My thinking was that, since many local genealogical societies have a goal of preserving records, they have the opportunity to partner with organizations such as FamilySearch. One way for societies to help make those records available more quickly is by doing their part to transform the browse-only collection into searchable documents. That, of course, is what we are doing individually when we sit at home and volunteer to do indexing, the process of translating pictures of digitized documents into listings of the significant words we all are seeking: names, dates, places regarding our ancestors.
A while back, just after the FamilySearch indexing program went web-based, I noticed there was a section at the bottom of the page called "web indexing" labeled "Groups." Several test groups were displayed, though they seemed to be for demonstration purposes only, for only the group called "Test Group 1" had a count of how many members were participating.
It was much later that I discovered that, if I clicked on the button labeled "Find Groups" that I could actually, well, find other real groups that are really in existence. In fact, among those groups—many of which are of individual wards of the LDS church—are several listed for local genealogical societies. Here's an example, for instance, of a few French Canadian group entries on FamilySearch:
The group indexing option allows people to not only ask to sign up for other groups already in existence, but it allows an indexer to create a new group. And that is exactly what I had asked the FamilySearch rep at the FGS conference last week. You see, our local society would love to see some of the browse-only collections of interest to our county transformed into searchable record sets. Wouldn't it be great to not only provide that volunteer service—of benefit to not only our society's members but to anyone else out there who discovers he or she has ancestors who once lived in our locale—but to find a way to slam-dunk the project, and make it fun in the process?
That is indeed what our local society is now working on creating, with the support of the web indexing program at FamilySearch. I couldn't be more excited.

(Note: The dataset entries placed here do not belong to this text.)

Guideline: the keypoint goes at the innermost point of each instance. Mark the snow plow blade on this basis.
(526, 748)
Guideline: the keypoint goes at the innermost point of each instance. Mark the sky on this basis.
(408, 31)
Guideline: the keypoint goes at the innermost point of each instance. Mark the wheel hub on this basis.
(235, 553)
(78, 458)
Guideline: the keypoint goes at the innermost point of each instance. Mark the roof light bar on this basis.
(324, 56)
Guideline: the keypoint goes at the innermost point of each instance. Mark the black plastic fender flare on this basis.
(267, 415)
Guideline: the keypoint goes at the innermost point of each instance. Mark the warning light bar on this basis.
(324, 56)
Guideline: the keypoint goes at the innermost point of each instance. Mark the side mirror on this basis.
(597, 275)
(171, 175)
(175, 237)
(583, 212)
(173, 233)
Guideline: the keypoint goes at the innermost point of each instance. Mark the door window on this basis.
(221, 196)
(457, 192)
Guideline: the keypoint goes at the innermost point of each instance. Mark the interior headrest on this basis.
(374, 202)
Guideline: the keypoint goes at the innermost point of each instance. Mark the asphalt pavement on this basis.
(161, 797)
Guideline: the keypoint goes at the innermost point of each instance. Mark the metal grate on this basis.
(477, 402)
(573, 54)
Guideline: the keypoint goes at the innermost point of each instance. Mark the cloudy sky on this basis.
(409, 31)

Meanwhile, I'm still sticking to my plan to index some records once a month, focusing on those records that I've always wished I could access to benefit my own personal research. For the past few months, my focus has been on naturalization records in the New York City area, and that was what I worked on for this month's effort.
This time was particularly tantalizing to me. Since I am searching my professional musician father's roots, I found it interesting that the batches I indexed this month were mostly for musicians. I found it odd to keep pulling up document after document, and see the occupation listed as musician—it certainly made me wonder how it was they came to be batched at the same time.
Other than those mostly German musicians who had completed their declarations of intent, the others in the record sets I completed this week were Italian—many of them barbers. I couldn't help but think of genealogist Mary Tedesco when I indexed a record for an Italian man by that same surname.
Of course, I keep hoping for the appearance of someone from my own family, especially that mystery ancestor, my paternal grandfather, who always claimed he was an orphan and never would tell his curious grandchildren the story of his homeland or who his family was. Someday, hopefully, I'll stumble upon a document which will unlock the secret. Until then, I'll keep chipping away at those many documents yet to be completely digitized—including the key of being searchable—by setting aside some time each month to do yet another indexing project.